15 décembre 2001, finale retour de l’Invierno, alors que le Volcán espère encore un but qui lui donnera le titre, il va être éteint par une merveille signée Walter Silvani, un Argentin trentenaire arrivé quelques mois plus tôt à Pachuca. Ce 15 décembre, le Gol del Centenario de Silvani offre aux Tuzos le but du titre, le second de leur histoire, l’année de leur centenaire. Enfin pensait-on.

Car pendant de longues années, le Club de Fútbol Pachuca était né au Mexique un jour de novembre 1901 sous le nom de Pachuca Athletic Club créé par des migrants britanniques de la Compañía Real del Monte y Pachuca. Jusqu’à ce que sa paternité soit réellement mise à jour. Première étape, des documents montrèrent que le Pachuca Athletic Club était finalement né de la fusion de trois autres clubs, Pachuca Cricket Club, Velasco Cricket Club et Pachuca Football Club. C’était le 28 novembre 1895 lors d’une réunion tenue à la Hacienda La Luz à laquelle participait notamment Francis Rule, devenu Francisco, migrant anglais venu s’installer et chercher fortune au Mexique à 17 ans. Pachuca vieillissait ainsi de six ans, ce n’était qu’un début. tworepublic1892Un début puisque quelques années après, en parcourant les archives de The Two Republics, journal distribué à Mexico, deux articles vont tout changer. Tous deux datent de novembre 1892 et évoquent pour le premier, la réunion annuelle du Benevolent Club de Pachuca où il est fait le premier rapport de l’histoire du Mexique d’un match de football, pour le deuxième, la future création d’un club de football à Pachuca.
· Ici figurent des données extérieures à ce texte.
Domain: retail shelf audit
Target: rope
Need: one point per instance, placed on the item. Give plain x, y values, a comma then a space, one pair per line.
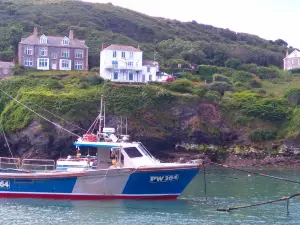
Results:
261, 203
57, 125
57, 116
254, 173
7, 143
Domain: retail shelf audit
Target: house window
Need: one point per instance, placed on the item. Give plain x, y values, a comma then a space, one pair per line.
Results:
79, 54
78, 65
43, 62
65, 53
115, 64
65, 41
116, 75
43, 51
28, 51
43, 39
28, 62
53, 55
65, 64
130, 76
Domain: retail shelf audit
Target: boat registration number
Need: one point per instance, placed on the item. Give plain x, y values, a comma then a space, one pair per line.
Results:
4, 184
155, 179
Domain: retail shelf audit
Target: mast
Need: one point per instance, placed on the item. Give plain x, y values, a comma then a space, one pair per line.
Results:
100, 115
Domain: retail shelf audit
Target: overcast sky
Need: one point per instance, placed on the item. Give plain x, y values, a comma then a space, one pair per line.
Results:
269, 19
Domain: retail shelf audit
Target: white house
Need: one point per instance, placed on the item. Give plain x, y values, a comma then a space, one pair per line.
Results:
291, 61
121, 63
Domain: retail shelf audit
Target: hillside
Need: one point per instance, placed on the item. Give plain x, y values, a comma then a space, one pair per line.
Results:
106, 23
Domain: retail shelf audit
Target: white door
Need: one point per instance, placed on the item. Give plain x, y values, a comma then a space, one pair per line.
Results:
53, 66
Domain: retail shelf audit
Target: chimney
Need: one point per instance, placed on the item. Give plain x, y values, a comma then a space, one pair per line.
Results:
71, 35
35, 31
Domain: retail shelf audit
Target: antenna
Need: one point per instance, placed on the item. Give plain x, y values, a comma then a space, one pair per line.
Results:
126, 125
121, 125
104, 114
100, 116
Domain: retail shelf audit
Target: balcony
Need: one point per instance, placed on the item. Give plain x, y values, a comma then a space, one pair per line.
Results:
122, 67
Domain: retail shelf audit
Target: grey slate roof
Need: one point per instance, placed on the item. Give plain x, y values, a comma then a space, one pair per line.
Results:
53, 41
123, 48
149, 63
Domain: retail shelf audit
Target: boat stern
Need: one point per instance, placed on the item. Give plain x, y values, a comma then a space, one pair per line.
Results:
160, 183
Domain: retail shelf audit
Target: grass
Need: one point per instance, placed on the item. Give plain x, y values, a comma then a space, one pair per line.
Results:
278, 89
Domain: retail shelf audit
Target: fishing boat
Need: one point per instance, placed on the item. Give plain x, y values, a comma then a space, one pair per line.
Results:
122, 169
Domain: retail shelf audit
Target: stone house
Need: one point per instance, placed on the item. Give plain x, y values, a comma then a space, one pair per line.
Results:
6, 69
53, 53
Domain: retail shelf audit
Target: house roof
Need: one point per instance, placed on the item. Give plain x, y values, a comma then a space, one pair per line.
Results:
149, 63
123, 48
53, 41
6, 64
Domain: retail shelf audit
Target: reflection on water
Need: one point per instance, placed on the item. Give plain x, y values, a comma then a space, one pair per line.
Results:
224, 188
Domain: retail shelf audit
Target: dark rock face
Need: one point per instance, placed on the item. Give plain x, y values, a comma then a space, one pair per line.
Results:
196, 123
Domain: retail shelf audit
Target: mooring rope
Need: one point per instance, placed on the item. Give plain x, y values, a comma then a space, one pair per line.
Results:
255, 173
261, 203
55, 124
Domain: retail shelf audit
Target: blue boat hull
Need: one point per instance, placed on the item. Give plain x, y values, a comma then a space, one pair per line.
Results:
148, 183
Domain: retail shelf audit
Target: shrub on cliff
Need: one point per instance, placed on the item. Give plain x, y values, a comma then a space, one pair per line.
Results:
261, 135
212, 96
182, 86
219, 77
242, 76
293, 96
220, 86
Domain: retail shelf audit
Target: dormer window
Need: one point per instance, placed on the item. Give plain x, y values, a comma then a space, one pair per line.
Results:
65, 41
43, 39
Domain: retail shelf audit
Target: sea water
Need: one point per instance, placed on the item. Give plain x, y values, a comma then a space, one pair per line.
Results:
224, 188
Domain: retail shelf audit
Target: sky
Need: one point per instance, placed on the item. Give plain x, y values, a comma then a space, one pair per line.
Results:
269, 19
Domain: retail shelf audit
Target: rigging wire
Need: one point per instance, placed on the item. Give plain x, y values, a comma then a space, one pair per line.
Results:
5, 138
57, 116
55, 124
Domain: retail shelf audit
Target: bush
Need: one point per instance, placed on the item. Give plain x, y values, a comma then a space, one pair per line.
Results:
181, 85
233, 63
200, 91
262, 135
293, 96
241, 76
220, 87
219, 77
54, 84
92, 79
255, 82
268, 109
212, 96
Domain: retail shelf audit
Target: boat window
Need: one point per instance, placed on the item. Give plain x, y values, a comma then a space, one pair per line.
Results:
133, 152
146, 152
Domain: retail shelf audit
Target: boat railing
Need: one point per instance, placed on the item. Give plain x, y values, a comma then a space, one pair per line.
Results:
38, 164
9, 163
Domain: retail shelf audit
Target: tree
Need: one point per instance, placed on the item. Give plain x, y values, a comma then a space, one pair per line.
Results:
233, 63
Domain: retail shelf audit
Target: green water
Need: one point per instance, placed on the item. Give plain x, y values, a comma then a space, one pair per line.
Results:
224, 188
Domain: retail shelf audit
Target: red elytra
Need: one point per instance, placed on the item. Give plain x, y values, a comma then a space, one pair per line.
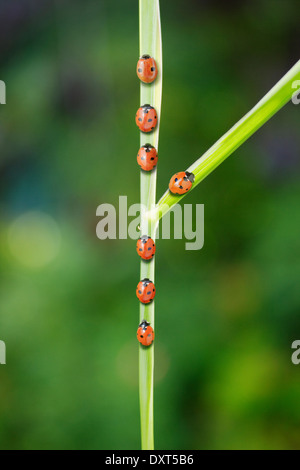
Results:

C’est ainsi que le 2 décembre 1892 va devenir la date de naissance officielle du Pachuca Football Club, futur Club de Fútbol Pachuca, et premier club du pays.

Quelques années plus tard, Pachuca fait partie des créateurs de la Liga Mexicana de Football Amateur Association (avec Orizaba Athletic Club, Reforma Athletic Club, British Club et le México Cricket Club), première ligue nationale au pays qui sera pendant près de 20 ans le championnat amateur numéro 1 au Mexique jusqu’à la création de la fédération et du championnat qu’elle organisera en 1922. Pachuca remportera trois titres, il ne fera pas partie du Campeonato de Primera Fuerza de la FMF qui lui fait suite, lourdement touché par la crise minière qui entraîne un départ massif de ses joueurs. L’histoire de Pachuca se met alors quelque peu entre parenthèses, elle reviendra avec le professionnalisme et la création de la Segunda División en 1950. Le doyen fait ainsi son retour, il va attendre près d’un demi-siècle pour s’installer parmi les grands. Il faudra en effet attendre 18 ans pour que Pachuca découvre l’élite mexicaine, remportant la Segunda División en 1967, mais n’y effectuera qu’une courte pige de cinq ans. Les décennies suivantes voient le club faire deux allers-retours dans l’élite, il ne fait qu’attendre la fin des années 90 pour briller.

L’équipe du XXIème siècle

En 1998, Pachuca décroche la quatrième montée de son histoire dans l’élite mexicaine. Ce sera la bonne. Pour l’Invierno 98, le club nomme Javier Aguirre sur son banc et continue de se renforcer afin d’éviter rapidement la relégation. Sous la direction d’El Vasco le club change de catégorie. Il décroche la première Liguilla de son histoire, elle sera historique à plus d’un titre. Car sur la route des Tuzos vont s’amonceler les victimes de la bande à Aguirre. Morelia tombe en reclasificación, Toluca en quarts, Atlas en demie, la grande finale oppose Pachuca à Cruz Azul, elle va acter la notion de cruzazulear. Car après un 2-2 à l’Estadio Hidalgo de Pachuca, alors qu’on se dirige vers la prolongation au retour, un dernier ballon parti d’Óscar Pérez et remonté telle une Bulgarie au Parc des Princes en 1993 termine sa course dans les pieds d’Alejandro Glaría qui contrôle et se retourne pour marquer le seul but de la rencontre. El gol de oro donne à Pachuca son premier titre, le club ne va pas le laisser sans lendemains.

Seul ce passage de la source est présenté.